Jerry Watson 10.19.11
Like everyone here I have my own opinion and have developed my interpretation of history. The argument that regulation has killed the small players ignores many of the facts. Were it not for antitrust regulation there would likely only be a handful of power companies or possibly only one in the US. Once certain players reached critical mass no others would have been capable of long term competition and a natural monopoly would have developed. If necessary they could have given energy away on there fringes to bankrupt competitors until only the one most powerful company remained. PUHCA (1935) was antitrust regulation that limited the scale of US utilities and preserved granularity not the opposite. Without established boundaries instead of the multiple regulated monopolies we currently have, there would likely be one US super-utility now owned by handful of individuals, that was avoided. I am not quite sure why FERC is moving away from this position by allowing mergers like CP&L and FPC and now allowing that monster to merge with Duke seems counterproductive, but it appears Progress and Duke have by some means secured FERC by in. How that monster will not weld market power is beyond me. I am beginning to think the folks are FERC are clueless at best. Sadly the energy sector is falling prey to giants on many fronts. The ISO’s are really functioning as super-utilities by the regulation all assets in its boundaries and everybody loves ISO’s it seems. The FED is just as well to assume control of the ISO’s and the entire grid and be done with it. At least the government would have the air of legitimacy rather than committees of the large players deciding the rules that all must obey to remain on the grid. As for small players self generation is legal, I have no problem with more regulatory modification to allow them to supply others but there is much more to it than simply over generating onto the grid and cherry picking a few customers and charging them retail rates or micro-generators getting the higher of the retail price or avoided cost. It will be difficult to include small vertical players without the host gird either subsidizing or bankrupting them. Even the requirement of them pulling their own wires and creating minigrids is not a solution it would still allow for cherry picking and create higher rates for the remaining customers which is still subsidizing. Anyway just my thoughts
Len Gould 10.22.11
"I am beginning to think the folks are FERC are clueless at best. " -- No Jerry, not clueless, simply buyable. It appears now that ALL higher functions of our western "democratic" governments respond only to money, whether corrupt direct payments or corrupting donations to political campaigns.

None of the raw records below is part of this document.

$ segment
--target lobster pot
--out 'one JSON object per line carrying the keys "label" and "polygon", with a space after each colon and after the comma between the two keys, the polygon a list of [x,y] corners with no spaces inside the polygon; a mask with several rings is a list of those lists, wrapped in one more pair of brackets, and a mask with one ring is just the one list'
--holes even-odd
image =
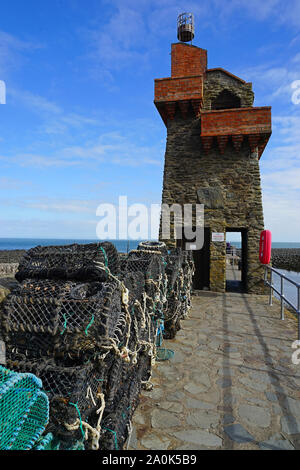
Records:
{"label": "lobster pot", "polygon": [[82,421],[91,425],[95,422],[96,410],[101,404],[101,371],[92,364],[79,367],[59,367],[52,361],[9,361],[9,364],[14,371],[31,372],[42,381],[50,403],[47,431],[62,440],[65,447],[71,447],[73,442],[82,439],[79,426],[77,429],[68,430],[65,423],[75,423],[79,414]]}
{"label": "lobster pot", "polygon": [[162,256],[168,255],[167,245],[164,242],[153,242],[153,241],[145,241],[140,242],[137,247],[138,250],[142,251],[151,251],[157,252]]}
{"label": "lobster pot", "polygon": [[104,281],[108,270],[114,275],[120,270],[118,251],[110,242],[37,246],[26,252],[15,277],[20,282],[24,279]]}
{"label": "lobster pot", "polygon": [[191,307],[191,291],[193,287],[194,260],[191,251],[183,251],[182,275],[183,285],[181,284],[181,318],[185,318]]}
{"label": "lobster pot", "polygon": [[181,329],[181,305],[178,299],[171,298],[168,300],[168,310],[166,312],[164,323],[164,338],[174,339],[177,331]]}
{"label": "lobster pot", "polygon": [[101,423],[101,450],[120,450],[128,438],[130,422],[139,403],[142,382],[149,377],[149,356],[141,354],[137,365],[131,369],[115,400],[105,407]]}
{"label": "lobster pot", "polygon": [[[161,298],[165,282],[165,263],[160,253],[132,250],[127,258],[127,273],[143,273],[146,294],[146,310],[156,317],[162,315]],[[144,295],[144,293],[142,293]],[[139,300],[140,301],[140,300]],[[141,301],[140,301],[141,302]],[[144,301],[143,301],[144,302]],[[144,304],[143,304],[144,305]]]}
{"label": "lobster pot", "polygon": [[134,303],[136,300],[142,302],[146,289],[145,274],[142,271],[124,270],[120,273],[119,279],[123,281],[129,291],[129,303]]}
{"label": "lobster pot", "polygon": [[117,282],[26,280],[2,306],[7,355],[77,357],[93,354],[114,335],[121,317]]}
{"label": "lobster pot", "polygon": [[1,303],[0,335],[8,367],[43,383],[50,402],[48,434],[40,426],[33,448],[96,448],[99,438],[101,450],[123,449],[153,357],[172,353],[162,337],[180,328],[192,274],[191,253],[161,242],[121,257],[108,242],[27,252],[20,284]]}
{"label": "lobster pot", "polygon": [[190,291],[194,263],[190,251],[175,248],[170,250],[166,273],[168,276],[167,307],[165,309],[164,337],[172,339],[181,328],[180,320],[190,308]]}
{"label": "lobster pot", "polygon": [[158,280],[164,272],[160,253],[132,250],[127,257],[125,272],[143,272],[146,279]]}
{"label": "lobster pot", "polygon": [[166,274],[168,276],[168,289],[171,291],[176,279],[179,276],[179,270],[182,267],[183,256],[182,251],[179,254],[169,254],[167,258]]}
{"label": "lobster pot", "polygon": [[31,449],[48,421],[49,400],[41,381],[0,366],[0,450]]}

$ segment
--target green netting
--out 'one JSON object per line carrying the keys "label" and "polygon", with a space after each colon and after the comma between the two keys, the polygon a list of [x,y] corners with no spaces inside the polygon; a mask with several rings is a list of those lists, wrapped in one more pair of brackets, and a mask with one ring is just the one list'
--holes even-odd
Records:
{"label": "green netting", "polygon": [[156,350],[156,360],[157,361],[168,361],[174,357],[174,351],[172,349],[166,348],[157,348]]}
{"label": "green netting", "polygon": [[49,400],[33,374],[0,366],[0,450],[29,450],[49,420]]}
{"label": "green netting", "polygon": [[61,442],[59,439],[49,432],[37,440],[32,450],[85,450],[85,447],[82,441],[76,441],[72,446],[61,449]]}
{"label": "green netting", "polygon": [[33,446],[32,450],[58,450],[59,442],[56,442],[53,434],[49,432],[45,436],[41,436]]}

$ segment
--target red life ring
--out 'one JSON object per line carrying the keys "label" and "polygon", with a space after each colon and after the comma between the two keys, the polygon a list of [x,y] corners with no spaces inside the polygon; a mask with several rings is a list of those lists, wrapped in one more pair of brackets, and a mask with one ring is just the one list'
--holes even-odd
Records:
{"label": "red life ring", "polygon": [[259,261],[262,264],[269,264],[271,260],[272,234],[270,230],[263,230],[260,234]]}

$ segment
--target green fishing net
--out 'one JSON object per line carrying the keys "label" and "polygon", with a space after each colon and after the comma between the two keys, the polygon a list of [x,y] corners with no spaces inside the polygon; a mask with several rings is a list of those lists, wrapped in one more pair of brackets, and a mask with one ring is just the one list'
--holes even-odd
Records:
{"label": "green fishing net", "polygon": [[49,432],[37,440],[32,450],[85,450],[85,447],[82,441],[76,441],[72,446],[62,449],[59,439]]}
{"label": "green fishing net", "polygon": [[174,357],[175,352],[172,349],[167,348],[157,348],[156,349],[156,360],[160,361],[169,361]]}
{"label": "green fishing net", "polygon": [[49,400],[35,375],[0,366],[0,450],[29,450],[49,420]]}

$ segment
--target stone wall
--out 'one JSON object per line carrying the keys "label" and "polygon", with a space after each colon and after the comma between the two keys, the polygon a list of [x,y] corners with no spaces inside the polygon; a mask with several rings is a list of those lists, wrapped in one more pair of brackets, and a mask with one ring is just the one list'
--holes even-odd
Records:
{"label": "stone wall", "polygon": [[272,248],[273,268],[300,273],[300,248]]}
{"label": "stone wall", "polygon": [[208,70],[204,81],[203,110],[210,111],[211,103],[223,91],[228,90],[241,100],[241,107],[253,106],[252,83],[246,83],[220,69]]}
{"label": "stone wall", "polygon": [[[260,293],[263,269],[258,261],[258,249],[264,222],[257,151],[251,152],[244,141],[237,152],[229,141],[223,155],[216,142],[205,153],[200,126],[200,118],[183,119],[177,114],[168,120],[162,202],[206,203],[205,226],[213,232],[247,229],[247,290]],[[208,193],[212,188],[217,190],[219,206],[208,208],[207,200],[199,200],[199,188],[202,192],[207,188]],[[168,243],[174,246],[174,238]],[[210,241],[211,290],[225,290],[225,253],[225,242]]]}
{"label": "stone wall", "polygon": [[19,263],[0,263],[0,278],[14,276],[17,272]]}

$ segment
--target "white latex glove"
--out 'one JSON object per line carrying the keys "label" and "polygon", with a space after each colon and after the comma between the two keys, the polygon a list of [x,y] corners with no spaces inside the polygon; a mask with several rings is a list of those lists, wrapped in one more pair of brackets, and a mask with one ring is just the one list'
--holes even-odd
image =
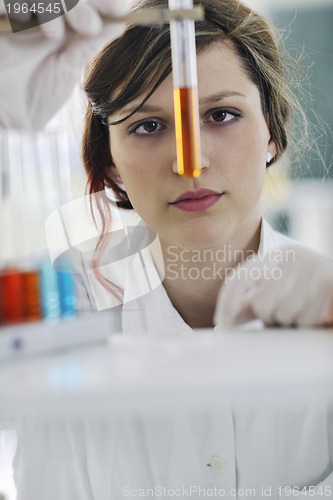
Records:
{"label": "white latex glove", "polygon": [[87,61],[122,34],[123,24],[103,26],[99,14],[121,16],[129,6],[130,0],[80,0],[41,30],[0,34],[0,126],[42,128],[69,98]]}
{"label": "white latex glove", "polygon": [[333,326],[333,261],[297,246],[246,262],[226,279],[214,324]]}

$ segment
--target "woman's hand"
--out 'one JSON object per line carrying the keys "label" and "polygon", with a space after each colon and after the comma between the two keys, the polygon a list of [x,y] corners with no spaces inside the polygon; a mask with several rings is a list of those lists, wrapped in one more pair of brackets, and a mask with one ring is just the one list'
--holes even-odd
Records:
{"label": "woman's hand", "polygon": [[333,261],[289,246],[236,267],[217,299],[214,323],[333,326]]}
{"label": "woman's hand", "polygon": [[122,24],[103,26],[100,14],[121,16],[129,3],[80,0],[40,30],[0,34],[0,126],[43,127],[68,99],[87,61],[123,32]]}

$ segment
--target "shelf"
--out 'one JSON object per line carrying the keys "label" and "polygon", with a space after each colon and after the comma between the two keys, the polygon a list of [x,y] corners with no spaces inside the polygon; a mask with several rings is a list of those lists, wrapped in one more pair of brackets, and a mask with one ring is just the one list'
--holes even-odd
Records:
{"label": "shelf", "polygon": [[[34,342],[49,336],[54,343],[57,329],[32,331]],[[67,325],[67,345],[47,351],[43,338],[43,352],[2,361],[0,408],[6,415],[78,416],[215,411],[226,402],[279,408],[333,403],[332,330],[109,331],[106,314],[81,319]]]}

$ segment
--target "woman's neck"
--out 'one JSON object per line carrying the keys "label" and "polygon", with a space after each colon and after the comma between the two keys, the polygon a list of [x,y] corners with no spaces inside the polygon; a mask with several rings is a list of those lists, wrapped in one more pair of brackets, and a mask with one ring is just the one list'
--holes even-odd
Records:
{"label": "woman's neck", "polygon": [[219,248],[185,250],[160,238],[165,278],[163,286],[192,328],[211,328],[218,292],[231,268],[256,253],[261,222],[252,231],[235,235]]}

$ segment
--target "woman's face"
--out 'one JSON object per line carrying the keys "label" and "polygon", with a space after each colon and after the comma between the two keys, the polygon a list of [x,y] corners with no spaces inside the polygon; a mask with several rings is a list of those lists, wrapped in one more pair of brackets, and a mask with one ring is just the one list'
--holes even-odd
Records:
{"label": "woman's face", "polygon": [[[134,209],[162,240],[189,249],[219,248],[258,228],[267,152],[274,156],[276,148],[258,88],[230,42],[216,42],[198,55],[198,92],[203,167],[198,178],[175,173],[172,75],[138,112],[110,127],[111,154]],[[127,116],[143,98],[110,121]],[[199,189],[217,194],[197,207],[175,203]]]}

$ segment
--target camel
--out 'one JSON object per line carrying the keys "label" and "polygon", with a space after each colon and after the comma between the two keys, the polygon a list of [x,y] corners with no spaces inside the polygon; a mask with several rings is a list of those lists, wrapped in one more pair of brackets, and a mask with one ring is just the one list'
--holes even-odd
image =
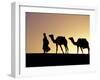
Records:
{"label": "camel", "polygon": [[86,38],[79,38],[77,40],[77,42],[74,41],[73,37],[70,37],[69,40],[71,40],[71,42],[77,46],[77,54],[79,52],[79,48],[81,49],[82,53],[83,53],[83,49],[87,48],[88,49],[88,54],[90,52],[90,48],[89,48],[89,43],[86,40]]}
{"label": "camel", "polygon": [[53,43],[56,44],[56,54],[58,52],[58,45],[61,48],[62,53],[64,54],[63,48],[61,45],[64,45],[65,47],[65,52],[68,53],[68,46],[67,46],[67,40],[64,36],[58,36],[56,39],[54,39],[54,35],[50,34],[49,37],[51,38],[51,40],[53,41]]}

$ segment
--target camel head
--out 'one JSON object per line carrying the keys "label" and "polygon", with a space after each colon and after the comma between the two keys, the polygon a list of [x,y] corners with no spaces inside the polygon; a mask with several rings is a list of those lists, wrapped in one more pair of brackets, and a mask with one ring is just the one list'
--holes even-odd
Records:
{"label": "camel head", "polygon": [[55,43],[54,35],[53,35],[53,34],[50,34],[49,37],[50,37],[51,40]]}
{"label": "camel head", "polygon": [[69,40],[73,40],[73,37],[69,37],[68,39],[69,39]]}
{"label": "camel head", "polygon": [[49,37],[50,37],[50,38],[54,38],[54,35],[53,35],[53,34],[50,34]]}
{"label": "camel head", "polygon": [[73,37],[69,37],[69,40],[71,40],[71,42],[72,42],[74,45],[77,45],[77,42],[74,41],[74,38],[73,38]]}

Its in the same basket as the recent move by the Conservative gevernemnt in Canada to abolish "per voter" party payments to political movements which are able to capture a small minimum percentage of votes. It used to keep the socialist opposition afloat, and combined with rational campaign donation limits, also abolished, had the potential to keep big money / business out of parliament. It is a huge step backward for Canadian democracy, and for me (and hopefully for any other thinking voter) means I will never vote Conservative again.
Steven Lerner-Wright 10.24.11
But isn't this discussion a bit dated? Based on the uneven experiences of deregulation in the 1990s, isn't it focused on a problem that no longer exists in current markets?
Regulation of the electric industry produced the same benefits as regulation of the airline industry in the 1930s: It kept underfunded businesses going by eliminating financial uncertainty for investors. It also helped businesses and consumers by improving reliability and price certainty. A societal good, as noted above.
This industry has matured, and I think the lessons learned are that re-regulation is what is required, not deregulation.